I blink softly as I watch him work, lost in the mesmerizing softness of his touch and his voice.

“In Spring, we’re taught rebirth is all around us,” he continues. “The seed becomes a sprout, becomes a flower. The egg becomes the bird, which dies and becomes the dirt that houses the worm that feeds the bird. The deer feeds the cougar, which then lays to rest upon the grass, which in turn, feeds the deer. And the stumps that I would sit on… There were rings and rings and rings, more than I could count. Ages upon ages of growing. It may all begin somewhere, but it changes, dies, renews.”

I hear the rasp in his voice and wonder what memories belong to him alone in those woods.

His fingers tingle over the C. “We are all a part of the cycle. And though the seed may always be a part of us, nothing stays the same.” He pauses, helmet downcast. “Nothing stays.”

“So, that person may always be a part of us,” I whisper, “but we don’t have to hold on to them.”

“Does the river hold itself back from running?”

“It’s sometimes hard to let go of that person,” I utter softly. “The one we used to be.”

“I’m still trying,” he says, then pauses for a long moment. “And I hope you know, Rosalina, he was the monster. It wasn’t your fault.”

“I know. Deep within me, I know.” I look down at my forearm. Half the name is gone, replaced by red flesh, raw and new.

I forgive you, I think. Not to Lucas. But to myself, the younger me. The one who didn’t know how to leave. Who didn’t know how beautiful the world truly was and didn’t think she deserved what beauty she could find. I forgive you, and I can let you go.

The moment passes in comfortable silence, the setting sun bathing us in its last warmth.
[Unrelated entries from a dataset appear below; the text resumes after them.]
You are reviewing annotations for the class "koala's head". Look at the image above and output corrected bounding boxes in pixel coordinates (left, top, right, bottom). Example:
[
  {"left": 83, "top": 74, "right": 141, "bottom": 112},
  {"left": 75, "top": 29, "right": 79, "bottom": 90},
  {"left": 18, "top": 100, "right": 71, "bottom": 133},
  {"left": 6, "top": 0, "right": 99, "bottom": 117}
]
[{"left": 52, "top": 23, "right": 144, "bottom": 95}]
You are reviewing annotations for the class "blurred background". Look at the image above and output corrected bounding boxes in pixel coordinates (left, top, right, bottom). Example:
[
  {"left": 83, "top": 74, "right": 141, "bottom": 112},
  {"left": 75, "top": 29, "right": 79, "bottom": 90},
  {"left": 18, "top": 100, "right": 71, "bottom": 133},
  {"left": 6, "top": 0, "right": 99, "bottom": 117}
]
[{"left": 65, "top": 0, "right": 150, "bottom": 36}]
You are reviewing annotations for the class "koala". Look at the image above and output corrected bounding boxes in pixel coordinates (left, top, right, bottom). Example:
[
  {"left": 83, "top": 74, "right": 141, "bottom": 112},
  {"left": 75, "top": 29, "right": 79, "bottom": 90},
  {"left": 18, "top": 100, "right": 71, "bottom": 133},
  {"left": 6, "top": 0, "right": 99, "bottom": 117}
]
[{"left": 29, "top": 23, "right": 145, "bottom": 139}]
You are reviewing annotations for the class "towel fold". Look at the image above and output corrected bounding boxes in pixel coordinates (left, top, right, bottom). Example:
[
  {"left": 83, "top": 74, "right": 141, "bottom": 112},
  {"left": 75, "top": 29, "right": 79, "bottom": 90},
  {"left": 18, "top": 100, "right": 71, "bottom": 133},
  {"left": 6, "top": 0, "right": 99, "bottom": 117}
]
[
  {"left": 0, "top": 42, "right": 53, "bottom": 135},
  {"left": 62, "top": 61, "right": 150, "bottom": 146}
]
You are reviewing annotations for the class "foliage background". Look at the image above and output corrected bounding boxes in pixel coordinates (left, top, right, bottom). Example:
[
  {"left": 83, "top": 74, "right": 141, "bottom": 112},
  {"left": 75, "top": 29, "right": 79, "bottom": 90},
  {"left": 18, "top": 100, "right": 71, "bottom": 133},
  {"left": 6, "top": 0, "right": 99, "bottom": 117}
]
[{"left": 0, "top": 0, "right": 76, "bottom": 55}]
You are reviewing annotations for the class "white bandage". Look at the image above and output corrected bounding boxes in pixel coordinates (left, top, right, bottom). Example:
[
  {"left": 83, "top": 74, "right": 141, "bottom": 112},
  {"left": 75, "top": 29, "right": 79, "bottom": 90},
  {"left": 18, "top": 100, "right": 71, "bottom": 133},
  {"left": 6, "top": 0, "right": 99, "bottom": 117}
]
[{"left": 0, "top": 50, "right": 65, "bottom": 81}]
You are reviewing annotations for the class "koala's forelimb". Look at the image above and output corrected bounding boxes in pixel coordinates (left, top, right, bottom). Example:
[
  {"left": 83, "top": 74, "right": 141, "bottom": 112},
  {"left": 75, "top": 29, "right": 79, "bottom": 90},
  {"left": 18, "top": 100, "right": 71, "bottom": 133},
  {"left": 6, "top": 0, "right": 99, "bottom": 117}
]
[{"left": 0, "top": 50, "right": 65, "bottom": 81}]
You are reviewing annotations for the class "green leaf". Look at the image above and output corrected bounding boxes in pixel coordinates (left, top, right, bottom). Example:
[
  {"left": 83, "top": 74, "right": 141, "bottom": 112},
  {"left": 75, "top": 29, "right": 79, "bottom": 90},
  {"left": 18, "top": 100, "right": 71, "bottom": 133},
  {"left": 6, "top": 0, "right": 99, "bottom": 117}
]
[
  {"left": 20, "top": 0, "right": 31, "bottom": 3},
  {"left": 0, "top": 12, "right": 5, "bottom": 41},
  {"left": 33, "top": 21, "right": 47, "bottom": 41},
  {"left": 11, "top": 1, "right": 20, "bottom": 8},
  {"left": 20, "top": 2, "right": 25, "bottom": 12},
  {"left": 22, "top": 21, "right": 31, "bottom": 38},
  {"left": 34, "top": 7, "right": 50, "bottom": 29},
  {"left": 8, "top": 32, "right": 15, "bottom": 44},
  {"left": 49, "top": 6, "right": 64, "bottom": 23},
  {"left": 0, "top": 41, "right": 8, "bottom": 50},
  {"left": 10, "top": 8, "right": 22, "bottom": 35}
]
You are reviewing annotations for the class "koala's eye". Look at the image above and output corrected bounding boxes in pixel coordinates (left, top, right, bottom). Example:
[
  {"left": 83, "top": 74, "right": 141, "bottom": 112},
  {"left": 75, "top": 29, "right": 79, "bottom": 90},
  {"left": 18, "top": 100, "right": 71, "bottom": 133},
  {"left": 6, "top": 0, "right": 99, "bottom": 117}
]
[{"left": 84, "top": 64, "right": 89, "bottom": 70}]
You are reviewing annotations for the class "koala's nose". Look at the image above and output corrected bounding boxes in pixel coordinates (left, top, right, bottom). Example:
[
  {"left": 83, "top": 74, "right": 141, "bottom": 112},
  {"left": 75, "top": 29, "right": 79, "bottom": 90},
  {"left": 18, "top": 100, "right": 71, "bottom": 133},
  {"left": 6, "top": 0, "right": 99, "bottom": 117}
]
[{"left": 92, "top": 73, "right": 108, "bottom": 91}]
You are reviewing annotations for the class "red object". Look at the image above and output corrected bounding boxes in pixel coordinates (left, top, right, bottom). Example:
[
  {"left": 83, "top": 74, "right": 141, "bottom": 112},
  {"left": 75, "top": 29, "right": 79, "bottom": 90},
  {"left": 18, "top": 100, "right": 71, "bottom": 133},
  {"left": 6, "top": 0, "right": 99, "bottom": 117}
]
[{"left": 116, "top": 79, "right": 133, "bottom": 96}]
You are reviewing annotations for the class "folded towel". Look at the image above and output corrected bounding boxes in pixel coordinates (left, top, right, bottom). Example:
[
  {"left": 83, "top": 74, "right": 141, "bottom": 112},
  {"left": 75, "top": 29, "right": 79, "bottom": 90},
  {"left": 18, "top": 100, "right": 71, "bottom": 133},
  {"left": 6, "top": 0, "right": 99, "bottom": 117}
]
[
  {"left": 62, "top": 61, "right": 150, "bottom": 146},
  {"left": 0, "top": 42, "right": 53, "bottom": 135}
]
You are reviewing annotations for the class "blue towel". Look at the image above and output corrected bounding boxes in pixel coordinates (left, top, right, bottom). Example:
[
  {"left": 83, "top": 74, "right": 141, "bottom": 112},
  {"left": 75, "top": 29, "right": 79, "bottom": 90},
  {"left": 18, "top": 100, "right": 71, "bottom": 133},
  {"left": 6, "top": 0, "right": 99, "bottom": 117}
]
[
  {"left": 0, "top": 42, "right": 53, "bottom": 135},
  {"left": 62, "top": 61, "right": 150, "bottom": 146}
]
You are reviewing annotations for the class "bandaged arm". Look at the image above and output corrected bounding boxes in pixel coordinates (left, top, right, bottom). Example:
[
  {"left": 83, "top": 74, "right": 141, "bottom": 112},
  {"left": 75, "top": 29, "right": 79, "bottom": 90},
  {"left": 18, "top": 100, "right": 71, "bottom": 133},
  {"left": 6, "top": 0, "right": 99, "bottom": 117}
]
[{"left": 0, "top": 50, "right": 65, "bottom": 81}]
And as Ezryn’s light illuminates the L, coaxing new skin to heal the old, I think, I hope you can forgive yourself, too.

Ezryn holds up my arm, examining it in the crimson sunset. “All done.”
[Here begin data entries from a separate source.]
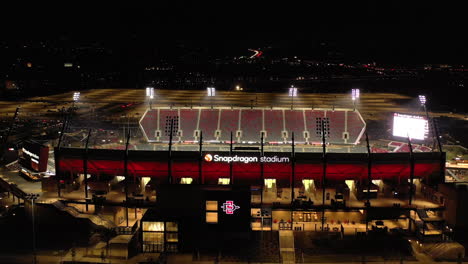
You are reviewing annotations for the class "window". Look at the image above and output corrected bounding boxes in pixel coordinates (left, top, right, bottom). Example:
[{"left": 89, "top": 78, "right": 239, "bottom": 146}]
[
  {"left": 206, "top": 201, "right": 218, "bottom": 224},
  {"left": 206, "top": 212, "right": 218, "bottom": 224},
  {"left": 218, "top": 178, "right": 231, "bottom": 185},
  {"left": 302, "top": 179, "right": 314, "bottom": 192},
  {"left": 180, "top": 178, "right": 193, "bottom": 184},
  {"left": 143, "top": 232, "right": 164, "bottom": 244},
  {"left": 206, "top": 201, "right": 218, "bottom": 211},
  {"left": 143, "top": 222, "right": 164, "bottom": 231},
  {"left": 166, "top": 222, "right": 179, "bottom": 232},
  {"left": 265, "top": 179, "right": 276, "bottom": 189},
  {"left": 343, "top": 132, "right": 349, "bottom": 140},
  {"left": 142, "top": 221, "right": 179, "bottom": 252},
  {"left": 166, "top": 233, "right": 179, "bottom": 243}
]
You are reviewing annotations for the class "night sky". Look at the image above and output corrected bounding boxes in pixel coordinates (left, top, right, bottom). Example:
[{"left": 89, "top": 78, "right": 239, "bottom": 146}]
[{"left": 0, "top": 1, "right": 468, "bottom": 64}]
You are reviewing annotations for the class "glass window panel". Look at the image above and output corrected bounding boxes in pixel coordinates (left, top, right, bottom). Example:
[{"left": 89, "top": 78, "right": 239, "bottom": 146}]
[
  {"left": 166, "top": 233, "right": 179, "bottom": 242},
  {"left": 206, "top": 201, "right": 218, "bottom": 211},
  {"left": 143, "top": 232, "right": 164, "bottom": 244},
  {"left": 166, "top": 222, "right": 178, "bottom": 232},
  {"left": 143, "top": 221, "right": 164, "bottom": 231},
  {"left": 206, "top": 212, "right": 218, "bottom": 224}
]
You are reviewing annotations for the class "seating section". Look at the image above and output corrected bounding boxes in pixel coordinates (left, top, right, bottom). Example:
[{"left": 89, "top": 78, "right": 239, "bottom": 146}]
[
  {"left": 140, "top": 109, "right": 158, "bottom": 142},
  {"left": 140, "top": 108, "right": 366, "bottom": 144},
  {"left": 305, "top": 110, "right": 325, "bottom": 143},
  {"left": 348, "top": 111, "right": 365, "bottom": 144},
  {"left": 240, "top": 109, "right": 263, "bottom": 142},
  {"left": 259, "top": 110, "right": 284, "bottom": 142},
  {"left": 198, "top": 109, "right": 219, "bottom": 141},
  {"left": 158, "top": 109, "right": 179, "bottom": 141},
  {"left": 219, "top": 109, "right": 239, "bottom": 141},
  {"left": 179, "top": 109, "right": 199, "bottom": 141},
  {"left": 284, "top": 110, "right": 311, "bottom": 142},
  {"left": 326, "top": 111, "right": 346, "bottom": 144}
]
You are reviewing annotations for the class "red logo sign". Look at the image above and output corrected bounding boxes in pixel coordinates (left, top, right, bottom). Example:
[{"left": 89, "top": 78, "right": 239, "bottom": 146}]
[
  {"left": 205, "top": 154, "right": 213, "bottom": 162},
  {"left": 221, "top": 201, "right": 240, "bottom": 214}
]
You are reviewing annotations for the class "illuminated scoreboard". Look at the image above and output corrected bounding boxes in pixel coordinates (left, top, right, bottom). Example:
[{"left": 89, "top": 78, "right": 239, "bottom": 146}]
[{"left": 393, "top": 113, "right": 429, "bottom": 140}]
There are so many things I want to say to him, so much emotion right on the tip of my tongue. But all I manage is, “I can finally wear those short-sleeved dresses Marigold loves.”

He tilts his head, then turns toward the door.
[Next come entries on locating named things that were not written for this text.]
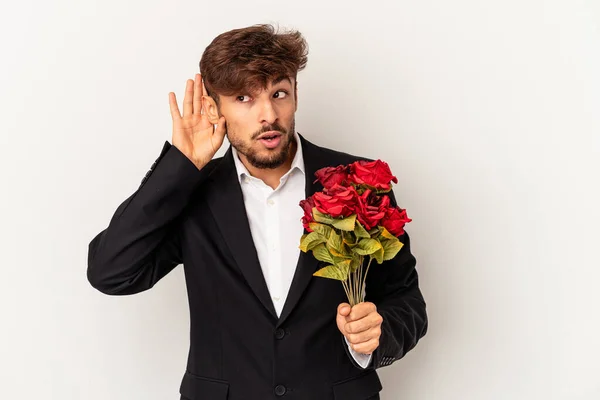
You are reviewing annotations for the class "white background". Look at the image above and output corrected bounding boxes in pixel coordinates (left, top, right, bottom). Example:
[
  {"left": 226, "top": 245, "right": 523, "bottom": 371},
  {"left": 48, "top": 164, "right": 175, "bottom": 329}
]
[{"left": 0, "top": 0, "right": 600, "bottom": 400}]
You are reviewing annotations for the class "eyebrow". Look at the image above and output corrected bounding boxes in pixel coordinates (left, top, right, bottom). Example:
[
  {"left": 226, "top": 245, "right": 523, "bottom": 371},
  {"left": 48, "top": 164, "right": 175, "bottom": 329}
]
[{"left": 272, "top": 75, "right": 292, "bottom": 85}]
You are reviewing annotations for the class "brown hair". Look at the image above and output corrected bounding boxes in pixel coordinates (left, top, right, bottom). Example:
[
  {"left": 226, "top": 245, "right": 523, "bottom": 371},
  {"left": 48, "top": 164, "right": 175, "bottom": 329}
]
[{"left": 200, "top": 24, "right": 308, "bottom": 105}]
As he’s about to step inside, I call out, “Ez?”

He stops but doesn’t turn around.

“Why did you leave? After you kissed me?”

“Rosalina…”

Heat trills through me. I run my hand over the raw skin of my forearm, a choking sensation in my chest. He gave me something I can never thank him for, and he’s going to walk away.

“I’ve seen you do this with Kel,” I say, voice breaking. “One minute you’re present, every piece of you bright and available. And the next… You’re gone. Sometimes literally, out running around the Briar or whatever you do. But sometimes you can be right in front of me and it feels like if I reached out and touched you, you’d disappear.”

“Rosalina,” he says lowly, “you don’t know who I am. What I’ve done.”

“Then let me in,” I whisper. “Plant your roots in me, Ez. I’ll keep you safe.”

He turns, body rigid. “We can’t do this.” But he’s stepping toward me.

“Why not?” My words are a breath, carried away in the bracing wind. I back up as he stalks closer, bumping against the railing. My heart hammers like a cornered rabbit.

He shoots an arm out on one side of me, seizing the rail. “Because I’m dangerous.”

“I’m not afraid of you.”

He’s so close, I have to arch my back over the railing to avoid being pressed against him. There’s something inhuman about the way the helmet glowers down at me, his body made of steel. Electricity nips through my core, a desire to push that steel until it snaps.

He captures a loose strand of my hair and curls it around his finger. “You’re tempting the fates.” His head lowers to the crook of my neck, and I catch a glimpse of his skin between the armored collar and the helm. I inhale, taking in his familiar scent of leather, iris, and cedarwood. “And yet,” he murmurs. “I find myself doing the same.”

His other hand slams down on my opposite side, fully caging me in. I brace myself on the railing and breathe out, my bust pushing against his huge chest. The cold armor of his breastplate sends a shiver through the thin fabric of my blouse.

“You know,” I murmur, “I’m Kel’s mate.”

“Obviously.” His body pushes harder against mine.

“And Dayton and I like to fool around.”

His voice is a dusky growl. “I know that, too.”

“And Farron and I… Well, Farron is special to me. Very special.” Little gasps escape between my words.

“Why are you telling me this, Rosalina?”